Over the last 18 months, there has been a growing concern for security in the country exasperated by the impact of hard lockdown levels and a slow vaccination process. This has led many citizens to look into acquiring second citizenship.
“Astute South Africans without access to an ancestral path to a second citizenship are understandably worried as they realise the importance of having that second citizenship as an insurance policy,” says Micha Emmett, CEO of CS Global Partners, a legal advisory that supports clients seeking second citizenship. “What many South Africans are learning now is that there is a stress-free route to a Plan B that is also relatively affordable. During these times of unpredictability, a second citizenship is the most important asset you can have to safeguard your family’s future.”
With the highest rate of COVID-19 cases on the continent, South Africa has struggled with an inundated healthcare system along with a drastic economic downturn. The combination of this together with the recent riots, have raised understandable concerns for the future of the nation and has brought to the fore the need for investment into protecting both family and wealth.
One of the most popular routes to acquiring a second citizenship is through Citizenship by Investment (CBI) Programmes – a process that grants citizenship in exchange for a qualifying investment into the host nation’s economy. The Caribbean island of St Kitts and Nevis is a popular choice for South Africans as a means to open doors to many countries across the globe and as a safe haven. They are currently offering a temporary discount that allows families of up to four to acquire citizenship for a reduced price. Until December 31st, an investment of only $150,000 can be made rather than the previous $195,000.

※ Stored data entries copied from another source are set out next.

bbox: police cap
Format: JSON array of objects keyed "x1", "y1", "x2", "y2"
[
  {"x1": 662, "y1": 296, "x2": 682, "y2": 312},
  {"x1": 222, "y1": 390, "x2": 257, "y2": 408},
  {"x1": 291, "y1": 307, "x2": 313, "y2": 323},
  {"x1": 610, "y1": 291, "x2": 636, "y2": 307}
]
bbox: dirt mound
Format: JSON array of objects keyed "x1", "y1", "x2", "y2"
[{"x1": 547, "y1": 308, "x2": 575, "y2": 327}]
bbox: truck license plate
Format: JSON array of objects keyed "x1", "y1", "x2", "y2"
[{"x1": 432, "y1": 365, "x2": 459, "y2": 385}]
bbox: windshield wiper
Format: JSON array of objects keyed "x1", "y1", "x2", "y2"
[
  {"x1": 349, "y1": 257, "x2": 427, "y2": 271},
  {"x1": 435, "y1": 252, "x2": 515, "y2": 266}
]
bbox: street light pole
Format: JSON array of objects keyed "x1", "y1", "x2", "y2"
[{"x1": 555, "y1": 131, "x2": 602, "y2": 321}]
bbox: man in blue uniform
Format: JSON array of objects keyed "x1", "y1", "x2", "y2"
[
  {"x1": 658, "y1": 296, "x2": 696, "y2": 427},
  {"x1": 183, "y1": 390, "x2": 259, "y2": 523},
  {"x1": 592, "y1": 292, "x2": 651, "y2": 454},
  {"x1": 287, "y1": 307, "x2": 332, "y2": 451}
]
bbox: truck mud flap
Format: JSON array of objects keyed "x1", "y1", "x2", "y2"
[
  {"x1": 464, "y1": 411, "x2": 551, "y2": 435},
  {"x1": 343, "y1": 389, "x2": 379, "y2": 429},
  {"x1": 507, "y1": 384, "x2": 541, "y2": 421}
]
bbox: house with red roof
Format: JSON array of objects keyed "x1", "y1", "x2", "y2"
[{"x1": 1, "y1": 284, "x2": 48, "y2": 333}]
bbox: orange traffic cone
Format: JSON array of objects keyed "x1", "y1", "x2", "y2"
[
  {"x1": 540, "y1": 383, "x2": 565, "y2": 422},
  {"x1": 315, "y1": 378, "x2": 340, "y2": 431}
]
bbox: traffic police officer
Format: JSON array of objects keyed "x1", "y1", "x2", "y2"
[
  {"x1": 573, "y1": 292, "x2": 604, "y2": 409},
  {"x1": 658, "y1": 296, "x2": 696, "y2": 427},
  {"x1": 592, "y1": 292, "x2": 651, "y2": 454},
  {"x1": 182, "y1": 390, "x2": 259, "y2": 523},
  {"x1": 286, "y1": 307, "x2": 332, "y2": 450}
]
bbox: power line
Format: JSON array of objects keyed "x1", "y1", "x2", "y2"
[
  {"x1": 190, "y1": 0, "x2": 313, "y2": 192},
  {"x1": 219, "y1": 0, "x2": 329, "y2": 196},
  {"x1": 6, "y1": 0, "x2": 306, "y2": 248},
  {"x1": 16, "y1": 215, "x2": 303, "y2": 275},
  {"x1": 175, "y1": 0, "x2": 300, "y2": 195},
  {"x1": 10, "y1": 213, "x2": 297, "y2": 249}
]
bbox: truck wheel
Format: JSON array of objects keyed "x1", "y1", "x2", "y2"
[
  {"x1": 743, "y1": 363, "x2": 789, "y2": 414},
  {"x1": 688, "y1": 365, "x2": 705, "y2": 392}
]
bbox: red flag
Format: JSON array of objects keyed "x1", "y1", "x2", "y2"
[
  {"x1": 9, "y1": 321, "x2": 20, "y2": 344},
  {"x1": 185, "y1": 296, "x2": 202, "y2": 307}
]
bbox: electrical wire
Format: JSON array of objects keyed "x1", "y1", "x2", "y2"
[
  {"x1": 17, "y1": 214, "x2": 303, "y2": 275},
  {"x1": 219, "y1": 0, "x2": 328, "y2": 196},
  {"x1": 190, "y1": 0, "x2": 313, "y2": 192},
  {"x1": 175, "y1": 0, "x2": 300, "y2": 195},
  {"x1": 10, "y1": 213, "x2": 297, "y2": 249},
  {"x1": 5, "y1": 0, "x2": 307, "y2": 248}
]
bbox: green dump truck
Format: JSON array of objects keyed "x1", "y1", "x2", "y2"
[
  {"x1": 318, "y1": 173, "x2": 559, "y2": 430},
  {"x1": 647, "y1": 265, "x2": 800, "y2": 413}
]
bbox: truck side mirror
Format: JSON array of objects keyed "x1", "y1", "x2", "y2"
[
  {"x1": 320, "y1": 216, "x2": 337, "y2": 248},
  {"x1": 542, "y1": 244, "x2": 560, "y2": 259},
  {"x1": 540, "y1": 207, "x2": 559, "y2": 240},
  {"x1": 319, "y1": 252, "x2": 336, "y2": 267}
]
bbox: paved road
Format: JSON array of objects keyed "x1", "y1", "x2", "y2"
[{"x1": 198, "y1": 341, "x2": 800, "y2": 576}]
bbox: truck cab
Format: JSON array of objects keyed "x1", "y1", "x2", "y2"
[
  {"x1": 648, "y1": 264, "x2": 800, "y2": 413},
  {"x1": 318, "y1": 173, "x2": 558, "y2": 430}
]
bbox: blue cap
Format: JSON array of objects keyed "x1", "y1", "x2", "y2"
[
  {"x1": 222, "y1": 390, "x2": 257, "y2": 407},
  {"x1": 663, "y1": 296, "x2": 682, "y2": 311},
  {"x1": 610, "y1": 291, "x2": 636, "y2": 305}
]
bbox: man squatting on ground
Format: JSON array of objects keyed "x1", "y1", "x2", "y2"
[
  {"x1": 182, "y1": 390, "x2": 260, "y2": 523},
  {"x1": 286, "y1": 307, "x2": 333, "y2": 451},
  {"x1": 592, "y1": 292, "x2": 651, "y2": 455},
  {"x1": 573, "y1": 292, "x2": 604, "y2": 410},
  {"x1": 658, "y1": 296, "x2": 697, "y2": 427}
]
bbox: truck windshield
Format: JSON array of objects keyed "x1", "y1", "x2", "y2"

“South Africans are proud of their beautiful country but, sadly, as seen in many countries across the world, volatility can lead to dire consequences for the future. Citizenship by Investment can provide that security and peace of mind that is needed during these times. It is also important to note that South Africans are legally allowed to have dual citizenship, they must just follow the correct procedures with home affairs to retain their South African citizenship,” concludes Emmett.